A strong economy, bolstered by tax cuts and other pro-business policy shifts, gave a helping hand to real estate throughout the city.
The Brooklyn Navy Yard certainly felt possessed by the animal spirits as it capped off another strong year of leasing, filling up close to half a million square feet as its newly-renovated Building 77 nears full occupancy.
The Brooklyn Navy Yard Development Corporation, the city-owned enterprise that controls the once-dilapidated industrial hub, signed 57 leases in 2018 for a total of 480,000 s/f and a total of 883 jobs. Of those contracts, 19 represent new tenants.
“This continues the progress that we’ve been making over the last bunch of years,” David Ehrenberg, president and CEO of the Navy Yard, said. “It represents more jobs and companies in the growing high-end, high-tech manufacturing industry.
Deals excuted this year include a 4,000 s/f lease for jewelry-maker Rebel Designs; 10,000 s/f for Maribelle New York Chocolates and 13,400 s/f for Revivn, a tech hardware manufacturer, all in Building 77, the 1.1 million s/f, World War II-era office building that recently underwent a $185 million renovation. The building is now 85 percent leased.
Ehrenberg said the BNYDC focuses its leasing efforts on companies that will provide quality jobs that are accessible to local residents.

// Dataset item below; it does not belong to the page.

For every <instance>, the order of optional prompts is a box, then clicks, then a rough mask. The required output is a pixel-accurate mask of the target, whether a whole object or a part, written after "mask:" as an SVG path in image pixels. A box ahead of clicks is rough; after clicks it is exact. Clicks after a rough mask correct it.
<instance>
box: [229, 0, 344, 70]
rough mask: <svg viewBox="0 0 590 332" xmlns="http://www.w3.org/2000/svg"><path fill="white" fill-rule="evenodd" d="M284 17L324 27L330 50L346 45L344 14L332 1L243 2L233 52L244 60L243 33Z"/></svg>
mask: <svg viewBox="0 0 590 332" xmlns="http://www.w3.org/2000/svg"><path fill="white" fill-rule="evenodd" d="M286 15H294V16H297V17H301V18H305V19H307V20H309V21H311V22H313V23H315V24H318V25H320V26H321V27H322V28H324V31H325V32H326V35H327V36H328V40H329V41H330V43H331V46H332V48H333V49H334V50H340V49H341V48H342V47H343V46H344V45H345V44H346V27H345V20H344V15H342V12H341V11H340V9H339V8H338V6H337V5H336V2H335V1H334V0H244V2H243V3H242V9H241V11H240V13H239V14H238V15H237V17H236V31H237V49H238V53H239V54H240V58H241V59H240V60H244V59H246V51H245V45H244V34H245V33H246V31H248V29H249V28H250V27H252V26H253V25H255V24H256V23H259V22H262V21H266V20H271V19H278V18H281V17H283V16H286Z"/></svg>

“We’re able to be a little bit picky with the tenants we bring in,” he said. “We’re less focused on the last dollar and the highest paying tenants, we’re more focused on the jobs they create.”
In addition to its new addition, Ehrenberg said the Navy Yard has also seen existing companies expand their operations, outfits such as Duggal Visual Solutions, which is expected to add another 75 employees.
Ehrenberg hopes to continue the expansion efforts at the Navy Yard next year when leasing at Dock 72—an office development by Rudin Management and Boston Properties opened this fall—get underway. Also on the horizon is Admirals Row, which will house a light manufacturing building developed by Steiner NYC and a Wegmans; the Green Manufacturing Center and an expanded Steiner Studios.
With all that new space coming to the market, Ehrenberg said he feels good about the Navy Yard’s prospects, even if the economy at large cools off.
“We don’t see things slowing down at all,” he said. “If anything, we see it speeding up, so we’re very confident. The economy will go up and down but we are confident.”